Sunday, April 2nd, 2006
Kirk Originals support quirky London Short Film, Hallo Panda. Another film production to have recently benefited from Kirk Originals’ patronage is the London based film short “Hallo Panda”, directed by brothers Ben and Chris Blaine and funded by both Film Four and the UK Film Council through their prestigious Cinema Extreme programme. Put simply, “Hallo Panda” is a short film about one man’s mission to masturbate a talking panda.The longer plot version. Mark is an American zoologist in London and Panda is a talking Chinese bear, here to mate with a female he can’t stand the sight of. Trapped and lonely in London, they become friends. Yet in this triangle of affection, Mark loves Sarah, Sarah only loves moths, and Panda just wants to go to home to China.
“Hallo Panda” is described as an unromantic comedy about the conflict between love and procreation, instinct and intellect, and the relationship between a drunken zoologist and a grumpy, talking bear.Central to the short is the convincing animatronic panda, voiced by rising UK actor Benedict Wong and featuring the physical performance of Peter Elliot as the man in the bear suit, itself created by those technical wizards at Animated Extras.Yet amidst all this trickery, the brilliant central performance of Steven Beckenham captivates the audience with the highs and lows of Mark, the put upon zoo-keeper whose responsibility it is to revive the pandas’ sex lives. Wearing the Charles frames from Kirk Originals lent the lead character the requisite cool to off-set his actions and character and also highlight certain less fashion conscious characters in the short film.

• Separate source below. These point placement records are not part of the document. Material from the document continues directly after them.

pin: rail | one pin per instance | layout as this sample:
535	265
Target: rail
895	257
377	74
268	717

“Hallo Panda” was produced by Quinny Sacks and Barrington Paul Robinson for Charlie Productions and producers and directors, the Blaine Brothers are presently in discussions for a longer, feature length version of the film. All were impressed with Kirk Originals’ suitability for the lead character, Mark, the production have already expressed a desire to involve Kirk Originals again for their “unique and audacious stylings”.